Inside Politics

Bank deposits rise as firms hoard cash amid pandemic

Monday, August 31st, 2020 00:00 |
KBA Chief executive officer Habil Olaka.

The banking sector’s deposits rose at the fastest annual pace on record as companies hoarded cash to guard against slumping sales from the coronavirus pandemic, reports show.

Customer deposits in the eight largest banks rose by more than Sh780 billion to Sh2.8 trillion, a record surge in a Sh10 trillion economy, according to cumulative banking sector half-year earnings data.

Deposits were concentrated at the very top of the industry with KCB and Equity getting more than Sh1 trillion.

The rest of the deposits were booked at Co-op, Stanchart, NCBA, Stanbic, DTB and Absa.

The share of deposits a bank holds during a crisis reflects on customer perception about its stability.

Customer deposits at KCB were up 35 per cent to Sh758.2 billion. Equity Bank is holding Sh543 billion in customer deposits compared to Sh458 billion at the same period last year.

Diamond Trust Bank which is at the bottom of the tier lost nearly Sh3 billion in deposits.

It is the banking world’s classic case of the rich getting richer and the poor losing even what they have.

The trend signals that customers continue to see banks as safe zones as businesses remain the most exposed to the Covid-19 pandemic battle front.

“The implication of the capital sufficiency with adequate buffers means that the banking industry has remained a key line of defence in the economy when it comes to responding to the current economic slowdown,” KBA Chief Executive Officer Habil Olaka said.

This means that interest earned on deposits will see a fall to near zero as banks have little to do with the money in a bad economy except pile it up into government paper whose returns are also falling.

The data underscores the disruption Covid-19 is causing to Kenya and the flow of money, leaving policymakers dealing with the stiff challenge of reviving the economy.

Global recession

President Uhuru Kenyatta last week announced that the economy grew 4.6 per cent in the first half of the year compared to 5.5 per cent at the same time last year against a World Bank projection of 1 per cent and on the backdrop of a global recession.

“Reviewing the results, I must admit that we have done better than we expected. 

For instance, even under Covid, the economy has grown by 4.6 per cent compared to 5.5 per cent last year,” he said.

Some banks including Absa, KCB, Stanchart recorded a surge in their loan books, suggesting that some companies are borrowing more amid the coronavirus pandemic and parking money in bank as deposits, so they have more cash at hand to meet immediate funding needs. 

Loans at Stanchart were up by 12 per cent to Sh134 billion and the bank liquidity was 66 per cent, underlining a resilient banking sector in the midst of a health crisis. 

“We expect an impact on revenue growth across the industry on the back of reduced business activity.

With the proactive actions that we have taken in the first half to improve balance sheet resilience, we expect a more predictable second half,” added Absa MD Jeremy Awori said.

This is also means that money that had been planned for investments was instead deposited at the banks to avoid other riskier and more speculative investments.

Kenya’s interest rates dropped to multi-years lows, making this the best time ever to borrow money amid evaporation in demand for capital.

The surge in deposits could further lower the interest rates from the current 11 percent as central bank seeks to encourage private sector lending.

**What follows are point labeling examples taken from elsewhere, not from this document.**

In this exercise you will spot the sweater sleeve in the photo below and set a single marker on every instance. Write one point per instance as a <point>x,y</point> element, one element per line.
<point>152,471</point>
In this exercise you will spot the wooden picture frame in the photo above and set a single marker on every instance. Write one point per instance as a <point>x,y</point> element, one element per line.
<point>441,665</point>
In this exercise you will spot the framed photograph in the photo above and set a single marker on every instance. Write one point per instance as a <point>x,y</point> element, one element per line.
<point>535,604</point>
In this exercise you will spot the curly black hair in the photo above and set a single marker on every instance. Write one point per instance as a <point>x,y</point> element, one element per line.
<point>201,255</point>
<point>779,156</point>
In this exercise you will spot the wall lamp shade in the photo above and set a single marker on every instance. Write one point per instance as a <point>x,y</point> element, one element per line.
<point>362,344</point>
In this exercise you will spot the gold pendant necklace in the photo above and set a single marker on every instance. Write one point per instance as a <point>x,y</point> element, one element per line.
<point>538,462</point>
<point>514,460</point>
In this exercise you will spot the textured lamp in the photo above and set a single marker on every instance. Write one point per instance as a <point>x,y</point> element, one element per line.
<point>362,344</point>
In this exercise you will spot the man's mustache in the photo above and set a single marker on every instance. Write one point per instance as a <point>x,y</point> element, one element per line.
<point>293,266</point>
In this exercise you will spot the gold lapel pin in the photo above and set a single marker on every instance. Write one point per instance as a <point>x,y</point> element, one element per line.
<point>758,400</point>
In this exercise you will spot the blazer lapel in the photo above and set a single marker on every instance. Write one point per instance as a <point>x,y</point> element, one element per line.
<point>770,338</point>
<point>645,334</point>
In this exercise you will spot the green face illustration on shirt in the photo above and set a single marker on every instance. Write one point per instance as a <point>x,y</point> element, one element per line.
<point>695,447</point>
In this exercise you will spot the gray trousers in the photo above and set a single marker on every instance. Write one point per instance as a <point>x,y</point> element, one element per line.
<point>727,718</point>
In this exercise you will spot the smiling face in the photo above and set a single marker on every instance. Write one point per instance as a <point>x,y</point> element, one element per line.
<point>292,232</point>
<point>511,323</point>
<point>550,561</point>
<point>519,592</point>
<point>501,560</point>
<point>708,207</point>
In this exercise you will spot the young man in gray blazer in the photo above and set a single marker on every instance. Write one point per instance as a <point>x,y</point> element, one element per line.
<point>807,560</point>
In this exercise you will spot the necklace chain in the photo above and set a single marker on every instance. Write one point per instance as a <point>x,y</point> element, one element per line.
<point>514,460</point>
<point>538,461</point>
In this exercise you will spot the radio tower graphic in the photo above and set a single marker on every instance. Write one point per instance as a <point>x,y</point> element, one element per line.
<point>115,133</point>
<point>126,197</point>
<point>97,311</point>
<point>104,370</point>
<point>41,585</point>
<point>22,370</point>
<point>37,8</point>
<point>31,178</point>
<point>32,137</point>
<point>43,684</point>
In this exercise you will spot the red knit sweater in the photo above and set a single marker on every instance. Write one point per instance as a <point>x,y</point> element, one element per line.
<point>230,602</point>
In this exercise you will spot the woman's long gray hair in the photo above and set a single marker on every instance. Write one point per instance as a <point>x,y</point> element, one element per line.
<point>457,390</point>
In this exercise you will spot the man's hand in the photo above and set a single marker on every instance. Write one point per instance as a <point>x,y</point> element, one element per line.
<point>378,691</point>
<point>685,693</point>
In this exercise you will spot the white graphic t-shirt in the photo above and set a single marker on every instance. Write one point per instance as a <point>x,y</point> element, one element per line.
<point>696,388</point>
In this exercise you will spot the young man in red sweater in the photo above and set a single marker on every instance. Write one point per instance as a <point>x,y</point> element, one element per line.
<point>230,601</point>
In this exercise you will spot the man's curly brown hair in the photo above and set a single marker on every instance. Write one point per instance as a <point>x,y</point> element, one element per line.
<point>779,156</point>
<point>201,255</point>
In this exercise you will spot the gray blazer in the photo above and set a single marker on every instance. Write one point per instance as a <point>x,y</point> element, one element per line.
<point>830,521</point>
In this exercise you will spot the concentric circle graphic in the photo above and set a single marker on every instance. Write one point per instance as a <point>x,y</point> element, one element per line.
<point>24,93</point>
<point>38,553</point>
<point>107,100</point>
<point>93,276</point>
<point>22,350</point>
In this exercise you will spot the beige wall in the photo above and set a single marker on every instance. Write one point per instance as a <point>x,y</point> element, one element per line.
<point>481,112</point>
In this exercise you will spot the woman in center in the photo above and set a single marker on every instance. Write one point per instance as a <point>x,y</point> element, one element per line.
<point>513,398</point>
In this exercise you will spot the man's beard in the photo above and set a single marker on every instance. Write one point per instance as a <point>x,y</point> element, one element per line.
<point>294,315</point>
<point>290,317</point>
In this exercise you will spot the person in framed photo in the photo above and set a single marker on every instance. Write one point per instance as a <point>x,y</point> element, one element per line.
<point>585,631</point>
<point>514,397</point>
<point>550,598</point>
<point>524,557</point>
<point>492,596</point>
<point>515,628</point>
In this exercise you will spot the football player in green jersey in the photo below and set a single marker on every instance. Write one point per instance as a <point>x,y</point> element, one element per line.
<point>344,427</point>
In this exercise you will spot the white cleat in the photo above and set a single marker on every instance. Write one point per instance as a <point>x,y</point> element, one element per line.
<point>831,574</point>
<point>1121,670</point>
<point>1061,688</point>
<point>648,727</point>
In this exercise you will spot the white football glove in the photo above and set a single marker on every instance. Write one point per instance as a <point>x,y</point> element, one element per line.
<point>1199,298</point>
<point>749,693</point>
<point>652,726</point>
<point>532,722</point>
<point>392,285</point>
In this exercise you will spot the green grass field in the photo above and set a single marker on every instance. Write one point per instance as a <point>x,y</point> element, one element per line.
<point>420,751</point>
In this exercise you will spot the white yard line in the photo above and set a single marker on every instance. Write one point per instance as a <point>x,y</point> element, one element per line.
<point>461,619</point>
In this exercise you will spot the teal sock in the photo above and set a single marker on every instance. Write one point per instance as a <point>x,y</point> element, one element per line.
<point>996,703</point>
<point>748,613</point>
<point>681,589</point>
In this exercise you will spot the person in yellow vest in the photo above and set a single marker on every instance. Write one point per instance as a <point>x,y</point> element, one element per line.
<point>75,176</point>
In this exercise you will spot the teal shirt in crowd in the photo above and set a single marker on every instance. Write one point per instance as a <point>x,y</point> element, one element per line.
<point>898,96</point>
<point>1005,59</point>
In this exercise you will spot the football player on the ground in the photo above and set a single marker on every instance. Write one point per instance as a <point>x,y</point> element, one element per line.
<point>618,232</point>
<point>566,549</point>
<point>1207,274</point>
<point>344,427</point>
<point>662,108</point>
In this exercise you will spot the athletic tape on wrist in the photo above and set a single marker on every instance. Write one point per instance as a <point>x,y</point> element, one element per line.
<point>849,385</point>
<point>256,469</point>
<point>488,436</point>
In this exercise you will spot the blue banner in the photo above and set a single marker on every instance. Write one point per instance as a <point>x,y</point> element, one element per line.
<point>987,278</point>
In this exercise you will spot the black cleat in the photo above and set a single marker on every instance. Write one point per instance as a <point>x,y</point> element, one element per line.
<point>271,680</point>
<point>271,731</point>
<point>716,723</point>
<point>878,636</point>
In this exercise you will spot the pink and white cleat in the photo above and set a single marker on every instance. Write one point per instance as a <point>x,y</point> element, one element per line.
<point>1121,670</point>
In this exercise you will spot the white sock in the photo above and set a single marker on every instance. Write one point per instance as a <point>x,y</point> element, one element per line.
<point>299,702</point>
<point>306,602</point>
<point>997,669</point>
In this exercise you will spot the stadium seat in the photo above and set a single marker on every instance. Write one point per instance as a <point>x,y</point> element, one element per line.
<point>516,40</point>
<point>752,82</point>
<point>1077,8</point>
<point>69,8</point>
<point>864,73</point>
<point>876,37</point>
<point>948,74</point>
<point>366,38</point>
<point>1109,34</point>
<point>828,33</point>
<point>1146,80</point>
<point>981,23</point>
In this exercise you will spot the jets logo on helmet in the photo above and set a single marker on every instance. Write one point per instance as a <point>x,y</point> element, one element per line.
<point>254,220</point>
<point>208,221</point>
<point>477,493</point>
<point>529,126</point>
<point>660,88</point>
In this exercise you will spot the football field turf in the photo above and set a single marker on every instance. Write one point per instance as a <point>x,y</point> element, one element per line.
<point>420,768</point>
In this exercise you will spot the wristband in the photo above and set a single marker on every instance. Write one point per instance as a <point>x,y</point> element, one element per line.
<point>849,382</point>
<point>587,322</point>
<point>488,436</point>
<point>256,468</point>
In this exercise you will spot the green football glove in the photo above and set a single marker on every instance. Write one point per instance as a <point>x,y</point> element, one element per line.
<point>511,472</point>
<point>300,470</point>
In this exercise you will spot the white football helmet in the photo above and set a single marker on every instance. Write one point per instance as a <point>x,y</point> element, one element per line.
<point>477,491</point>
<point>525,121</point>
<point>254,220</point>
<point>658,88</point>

Unlike in the 2008, when there was a cash crunch due to a run on the banks, the end of Covid-19 would spur a faster recovery never seen after normal recessions or what pundits call V-shaped recovery.

The central bank governor Patrick Njoroge last week outlined banking sector measures that will see banks seek regulator approval to declare dividends. 

The move is likely to see banks end up with strong provisions for bad loans and high retained earnings.

Equity Bank cancelled its dividend awards for last year as shareholders in other banks smiled at their dividend reports.